LAPD will clear homeless camps in fire danger zones as Santa Ana winds hit

Skirball fire
Firefighters work a hot spot next to a charred vineyard caused by the Skirball fire in Bel-Air in Dec. 2017. The fire started by an illegal cooking fire in a homeless camp.
(Genaro Molina/Los Angeles Times)

With Santa Ana winds bringing red-flag fire danger to Southern California, the Los Angeles Police Department plans to remove some homeless people from camps in high-risk areas.

LAPD spokesman Josh Rubenstein said the removals will take place Wednesday night and Thursday. Officials did not release specific locations.
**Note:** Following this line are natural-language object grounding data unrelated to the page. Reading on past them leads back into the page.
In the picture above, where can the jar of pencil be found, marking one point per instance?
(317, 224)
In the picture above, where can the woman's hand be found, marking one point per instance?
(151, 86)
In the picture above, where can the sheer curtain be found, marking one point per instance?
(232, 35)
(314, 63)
The city earlier this year passed an ordinance that makes it easier to clear homeless camps during fire danger periods.


The National Weather Service has issued red-flag warnings for parts of Southern California, saying there is a “critical fire danger” Thursday and Friday.

Los Angeles is particularly vulnerable to fires that start in hard-to-reach areas and then spread. In December 2017, for example, the Skirball fire was sparked by a cooking fire at a homeless encampment in a canyon several hundred feet from Sepulveda Boulevard and the 405 Freeway, hidden from passing cars.

Geography and weather systems contribute to the strong offshore Santa Anas

Oct. 9, 2019

The Skirball fire moved through the hills of one of L.A.’s richest ZIP Codes — in Bel-Air — and destroyed six homes. Though the blaze burned just 422 acres, it was notable because of how it started.

Months later, a Bel-Air synagogue sued the city and the County of Los Angeles, arguing that authorities had failed to clear the homeless encampment where it began. The case is ongoing.

More recently, a large fire in the Sepulveda Basin displaced dozens of homeless people and required 100 firefighters and two helicopters to put it out.


Southern California Edison said that, given the strong Santa Ana winds forecast for the area, power could be cut off to more than 173,000 customers in parts of eight Southland counties.

The outage could affect customers in Los Angeles, San Bernardino and Riverside counties, as well as areas in Ventura County and portions of Kern, Tulare, Inyo and Mono counties.